CVE-2019-3822

Vulnerability

A stack-based buffer overflow exists in lib/vauth/ntlm.c:Curl_auth_create_ntlm_type3_message() in libcurl versions 7.36.0 through 7.63.0 [4]. The function constructs an NTLM type-3 HTTP header based on data from a previous NTLMv2 type-2 response. The bounds check intended to prevent overflow uses unsigned arithmetic incorrectly, so it fails when the nt response field exceeds approximately 1000 bytes. This allows a malicious or broken HTTP server to supply a crafted type-2 header that causes the type-3 output to overflow the local stack buffer [4].

Exploitation

An attacker must control an HTTP server that the victim's libcurl-based client connects to and that negotiates NTLM authentication (e.g., via --ntlm or automatic selection). No prior authentication is required.
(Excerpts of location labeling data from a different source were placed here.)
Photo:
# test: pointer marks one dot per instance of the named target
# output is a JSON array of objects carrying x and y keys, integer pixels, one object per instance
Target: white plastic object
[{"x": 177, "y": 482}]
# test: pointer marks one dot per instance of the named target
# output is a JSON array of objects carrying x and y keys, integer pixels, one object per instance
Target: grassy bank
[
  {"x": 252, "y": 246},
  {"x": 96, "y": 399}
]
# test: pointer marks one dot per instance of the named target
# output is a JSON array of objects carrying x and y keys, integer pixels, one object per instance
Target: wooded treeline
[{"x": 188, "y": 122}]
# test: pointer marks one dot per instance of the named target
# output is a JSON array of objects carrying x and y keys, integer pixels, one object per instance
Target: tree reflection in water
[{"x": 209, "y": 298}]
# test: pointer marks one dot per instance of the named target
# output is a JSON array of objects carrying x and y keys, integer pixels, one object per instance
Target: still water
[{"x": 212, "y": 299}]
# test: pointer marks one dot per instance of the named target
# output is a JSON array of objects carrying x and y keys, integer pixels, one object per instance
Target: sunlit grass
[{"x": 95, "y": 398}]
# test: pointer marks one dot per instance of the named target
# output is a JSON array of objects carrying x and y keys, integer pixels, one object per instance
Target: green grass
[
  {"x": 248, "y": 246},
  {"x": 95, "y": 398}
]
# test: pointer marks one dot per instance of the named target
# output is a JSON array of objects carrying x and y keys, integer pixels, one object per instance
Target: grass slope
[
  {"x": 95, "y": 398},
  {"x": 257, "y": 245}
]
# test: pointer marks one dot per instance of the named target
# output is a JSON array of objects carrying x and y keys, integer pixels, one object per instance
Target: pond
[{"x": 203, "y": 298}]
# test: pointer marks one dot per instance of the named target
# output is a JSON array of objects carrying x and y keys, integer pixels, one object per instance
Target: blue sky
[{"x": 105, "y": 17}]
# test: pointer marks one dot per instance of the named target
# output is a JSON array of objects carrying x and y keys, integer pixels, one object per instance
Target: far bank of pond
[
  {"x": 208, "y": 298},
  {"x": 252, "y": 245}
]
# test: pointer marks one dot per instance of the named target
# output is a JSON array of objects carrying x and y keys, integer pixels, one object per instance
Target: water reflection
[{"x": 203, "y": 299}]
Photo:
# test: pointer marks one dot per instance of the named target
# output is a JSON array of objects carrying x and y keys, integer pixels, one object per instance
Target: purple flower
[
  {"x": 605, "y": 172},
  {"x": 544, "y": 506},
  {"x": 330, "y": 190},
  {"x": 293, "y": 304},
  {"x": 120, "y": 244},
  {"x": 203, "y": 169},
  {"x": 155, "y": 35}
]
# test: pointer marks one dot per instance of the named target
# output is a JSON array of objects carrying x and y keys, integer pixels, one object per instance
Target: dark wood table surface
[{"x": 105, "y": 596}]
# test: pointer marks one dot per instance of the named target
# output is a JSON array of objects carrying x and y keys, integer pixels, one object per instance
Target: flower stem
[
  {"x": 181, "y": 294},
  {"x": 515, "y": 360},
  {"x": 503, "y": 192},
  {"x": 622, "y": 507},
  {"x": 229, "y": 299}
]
The attacker sends a crafted NTLMv2 type-2 response containing a large nt response value (≥1000 bytes). When libcurl processes this response to generate the type-3 header, the flawed unsigned check allows copying more data than the allocated stack buffer, triggering the overflow [2][4].

Impact

Successful exploitation can cause a stack buffer overflow, leading to a denial of service (crash) or potentially arbitrary code execution with the privileges of the process using libcurl [3][4]. The impact is rated High (CVSS 8.8) [4].

Mitigation

The vulnerability is fixed in curl version 7.64.0, released on February 6, 2019 [4]. Users should upgrade to this version or apply the provided patch. As a workaround, disable NTLM authentication entirely. Red Hat Enterprise Linux 8 ships with the fixed version curl-7.61.1-11.el8 [1]. Ubuntu 16.04 LTS, 18.04 LTS, and 18.10 received updates via USN-3882-1 [3]. No workaround other than disabling NTLM is available for unpatched installations.